Filtrage des informations
Outre ces précisions concernant l’ouverture et le contenu du DMP, le décret revient sur l’accès au dossier. D’un point de vue technique, c’est l’Assurance maladie qui gérera les interfaces, via le compte Ameli pour les patients ce qui permettra l’intégration des données de remboursement au sein du DMP. Pour les praticiens, les "logiciels métiers" permettront de se connecter directement au DMP. Concernant la possibilité de consultation du dossier, une liste des professionnels autorisés à accéder au dossier, qui pourra être réactualisée, devra être présente dans le dossier. Les praticiens auront alors tout loisir de verser toutes les informations qu’ils jugent nécessaire dans le dossier, sauf opposition du patient s’appuyant sur un « motif légitime ». Cependant, le titulaire aura la possibilité de restreindre l’accès à différentes données à certains professionnels seulement.
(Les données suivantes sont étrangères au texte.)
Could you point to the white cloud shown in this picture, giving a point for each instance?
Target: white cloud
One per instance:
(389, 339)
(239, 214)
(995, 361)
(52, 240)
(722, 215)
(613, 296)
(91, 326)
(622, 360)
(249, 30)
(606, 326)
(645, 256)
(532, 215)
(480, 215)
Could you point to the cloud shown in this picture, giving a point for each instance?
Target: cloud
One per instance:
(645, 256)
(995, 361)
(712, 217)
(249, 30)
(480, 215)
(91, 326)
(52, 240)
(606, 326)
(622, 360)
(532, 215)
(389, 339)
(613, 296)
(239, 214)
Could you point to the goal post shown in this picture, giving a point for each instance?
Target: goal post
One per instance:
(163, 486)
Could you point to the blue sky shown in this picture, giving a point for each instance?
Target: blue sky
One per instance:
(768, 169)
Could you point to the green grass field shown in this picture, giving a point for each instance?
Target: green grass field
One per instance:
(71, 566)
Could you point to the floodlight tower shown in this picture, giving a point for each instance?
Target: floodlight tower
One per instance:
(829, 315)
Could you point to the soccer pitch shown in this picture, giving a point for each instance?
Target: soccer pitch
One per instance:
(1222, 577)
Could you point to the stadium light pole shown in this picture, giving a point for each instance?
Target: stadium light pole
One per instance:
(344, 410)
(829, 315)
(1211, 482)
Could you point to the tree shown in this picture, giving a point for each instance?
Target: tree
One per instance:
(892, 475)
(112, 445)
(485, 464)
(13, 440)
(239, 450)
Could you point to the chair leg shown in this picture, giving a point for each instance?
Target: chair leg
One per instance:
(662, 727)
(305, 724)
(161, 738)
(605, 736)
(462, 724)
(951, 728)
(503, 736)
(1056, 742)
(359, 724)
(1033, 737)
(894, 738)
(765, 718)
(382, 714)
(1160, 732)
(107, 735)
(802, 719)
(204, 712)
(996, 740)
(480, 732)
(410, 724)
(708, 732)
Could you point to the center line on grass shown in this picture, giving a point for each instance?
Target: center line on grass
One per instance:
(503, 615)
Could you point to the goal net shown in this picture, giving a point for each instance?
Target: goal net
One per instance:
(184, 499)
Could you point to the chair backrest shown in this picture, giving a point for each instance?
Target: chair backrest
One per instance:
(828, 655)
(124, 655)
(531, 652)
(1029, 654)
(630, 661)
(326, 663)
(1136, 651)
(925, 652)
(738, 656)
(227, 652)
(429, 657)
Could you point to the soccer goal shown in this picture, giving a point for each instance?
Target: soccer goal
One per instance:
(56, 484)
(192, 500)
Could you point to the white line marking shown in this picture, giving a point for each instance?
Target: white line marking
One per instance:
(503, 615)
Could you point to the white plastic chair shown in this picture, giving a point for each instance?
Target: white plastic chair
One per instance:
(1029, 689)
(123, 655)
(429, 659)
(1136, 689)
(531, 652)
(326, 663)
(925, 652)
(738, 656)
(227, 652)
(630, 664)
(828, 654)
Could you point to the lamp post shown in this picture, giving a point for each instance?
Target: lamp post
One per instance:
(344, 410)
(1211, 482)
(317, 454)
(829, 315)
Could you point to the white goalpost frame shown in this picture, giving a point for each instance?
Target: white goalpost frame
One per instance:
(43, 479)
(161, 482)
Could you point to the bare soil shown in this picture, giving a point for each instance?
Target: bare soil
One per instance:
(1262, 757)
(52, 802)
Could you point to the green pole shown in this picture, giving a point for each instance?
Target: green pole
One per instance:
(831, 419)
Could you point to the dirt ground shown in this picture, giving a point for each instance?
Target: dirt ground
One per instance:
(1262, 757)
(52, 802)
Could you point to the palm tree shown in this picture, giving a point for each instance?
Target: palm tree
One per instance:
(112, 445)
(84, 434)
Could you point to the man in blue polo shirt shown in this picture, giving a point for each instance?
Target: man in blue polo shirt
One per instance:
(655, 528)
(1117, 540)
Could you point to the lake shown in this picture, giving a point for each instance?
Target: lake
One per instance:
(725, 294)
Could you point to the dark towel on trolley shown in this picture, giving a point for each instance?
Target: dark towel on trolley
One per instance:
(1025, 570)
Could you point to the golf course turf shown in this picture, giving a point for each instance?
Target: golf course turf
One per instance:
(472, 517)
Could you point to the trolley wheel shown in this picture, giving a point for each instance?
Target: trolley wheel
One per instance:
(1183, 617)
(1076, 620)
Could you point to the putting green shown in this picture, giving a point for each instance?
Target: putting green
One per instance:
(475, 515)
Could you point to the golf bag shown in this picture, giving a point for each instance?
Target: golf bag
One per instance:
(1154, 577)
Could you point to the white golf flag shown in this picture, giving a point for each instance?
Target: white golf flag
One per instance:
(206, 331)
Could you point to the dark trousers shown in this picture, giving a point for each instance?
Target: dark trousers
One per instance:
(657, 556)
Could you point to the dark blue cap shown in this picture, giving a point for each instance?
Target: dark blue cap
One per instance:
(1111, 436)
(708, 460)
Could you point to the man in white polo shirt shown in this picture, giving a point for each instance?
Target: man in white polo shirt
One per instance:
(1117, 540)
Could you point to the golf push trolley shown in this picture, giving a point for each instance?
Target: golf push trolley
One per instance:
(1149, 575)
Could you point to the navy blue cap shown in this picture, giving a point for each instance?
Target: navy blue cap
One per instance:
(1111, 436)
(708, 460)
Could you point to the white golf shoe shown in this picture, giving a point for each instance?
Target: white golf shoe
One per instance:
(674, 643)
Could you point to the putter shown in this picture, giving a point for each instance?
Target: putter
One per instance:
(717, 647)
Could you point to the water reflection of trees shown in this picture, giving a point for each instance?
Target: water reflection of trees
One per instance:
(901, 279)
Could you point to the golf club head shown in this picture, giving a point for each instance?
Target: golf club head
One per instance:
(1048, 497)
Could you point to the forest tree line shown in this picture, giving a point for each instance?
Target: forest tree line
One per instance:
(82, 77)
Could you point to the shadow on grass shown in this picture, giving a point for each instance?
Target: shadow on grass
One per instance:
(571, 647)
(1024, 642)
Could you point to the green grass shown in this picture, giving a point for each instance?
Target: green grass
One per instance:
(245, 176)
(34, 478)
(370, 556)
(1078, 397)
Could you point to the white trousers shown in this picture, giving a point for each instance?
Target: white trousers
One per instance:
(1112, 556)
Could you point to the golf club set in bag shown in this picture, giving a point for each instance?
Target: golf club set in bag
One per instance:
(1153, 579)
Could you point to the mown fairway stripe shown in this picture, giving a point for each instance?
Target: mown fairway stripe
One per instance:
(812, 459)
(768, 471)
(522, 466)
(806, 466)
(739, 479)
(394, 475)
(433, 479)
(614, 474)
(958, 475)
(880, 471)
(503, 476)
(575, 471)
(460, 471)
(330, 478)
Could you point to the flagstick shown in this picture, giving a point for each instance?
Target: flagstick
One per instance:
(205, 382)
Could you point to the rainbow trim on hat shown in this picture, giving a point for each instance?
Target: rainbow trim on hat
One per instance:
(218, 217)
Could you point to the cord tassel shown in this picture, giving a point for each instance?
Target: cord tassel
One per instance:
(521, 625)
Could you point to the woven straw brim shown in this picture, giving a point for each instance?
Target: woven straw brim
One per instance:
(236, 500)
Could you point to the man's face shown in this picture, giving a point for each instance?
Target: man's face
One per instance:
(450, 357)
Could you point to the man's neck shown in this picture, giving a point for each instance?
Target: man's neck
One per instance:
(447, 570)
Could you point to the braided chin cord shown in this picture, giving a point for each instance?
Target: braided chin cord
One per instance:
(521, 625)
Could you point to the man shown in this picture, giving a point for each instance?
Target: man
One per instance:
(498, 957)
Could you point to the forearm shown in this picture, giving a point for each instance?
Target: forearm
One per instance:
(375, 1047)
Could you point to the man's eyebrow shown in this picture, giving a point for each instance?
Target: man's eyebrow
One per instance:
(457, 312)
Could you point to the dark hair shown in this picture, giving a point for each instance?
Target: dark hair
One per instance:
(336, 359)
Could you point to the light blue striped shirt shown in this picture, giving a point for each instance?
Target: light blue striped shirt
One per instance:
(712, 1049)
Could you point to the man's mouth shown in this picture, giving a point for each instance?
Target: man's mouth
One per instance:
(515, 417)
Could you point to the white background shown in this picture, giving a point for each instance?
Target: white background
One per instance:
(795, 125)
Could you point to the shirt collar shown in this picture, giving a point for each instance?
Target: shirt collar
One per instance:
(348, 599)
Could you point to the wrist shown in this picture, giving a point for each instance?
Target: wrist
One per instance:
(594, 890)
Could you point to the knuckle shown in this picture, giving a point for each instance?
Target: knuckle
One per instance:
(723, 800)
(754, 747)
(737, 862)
De leur côté les professionnels pourront dans certains cas considérer qu’une information ne peut être portée à la connaissance du patient « sans accompagnement » : une consultation d’annonce devra alors être organisée avant un mois afin que le diagnostic soit expliqué. Passé ce délai, l’information sera alors accessible sans filtre. Le titulaire du DMP est par ailleurs informé que dans les situations d’urgence, le dossier sera accessible aux équipes le prenant en charge, sauf refus précisé antérieurement. Dans le cas d’une prise en charge (non urgente) par une équipe de soins, le consentement donné à un membre de cette dernière sera réputé concerner l’ensemble des professionnels de l'équipe. Enfin, un « historique » retracera l’ensemble des interventions réalisées sur le dossier.
Incertitudes
Le but des pouvoirs publics, qui a déjà dépensé d’importantes sommes dans ce projet (500 millions d’euros pour 500 milles dossiers !) est de voir tous les Français "bénéficier" d’un DMP à l’horizon 2018. Cet objectif pourrait être difficile à atteindre. D’abord parce que certaines fonctionnalités ne sont pas encore disponibles : dans la version actuelle, les patients ne peuvent par exemple pas créer eux-mêmes le dossier. Ensuite, parce qu’à l’heure où la surcharge administrative représente le premier motif de mécontentement des médecins et alors que l’informatisation est déjà un défi pour certains d’entre eux, il n’est pas sûr que beaucoup acceptent d’accompagner leurs patients dans cette aventure. Ensuite, il faudrait offrir une plus large visibilité à un dispositif qui pour l’heure semble assez massivement ignoré, comme en témoigne le faible nombre de DMP ouverts pour l’heure.
S’il fonctionnait, ce dispositif pourrait cependant être un véritable oubli d’amélioration des soins et de maîtrise de certaines prescriptions inutiles. Cependant, la question de la sécurité des données restera un point crucial, dont est aujourd’hui responsable l’Assurance maladie.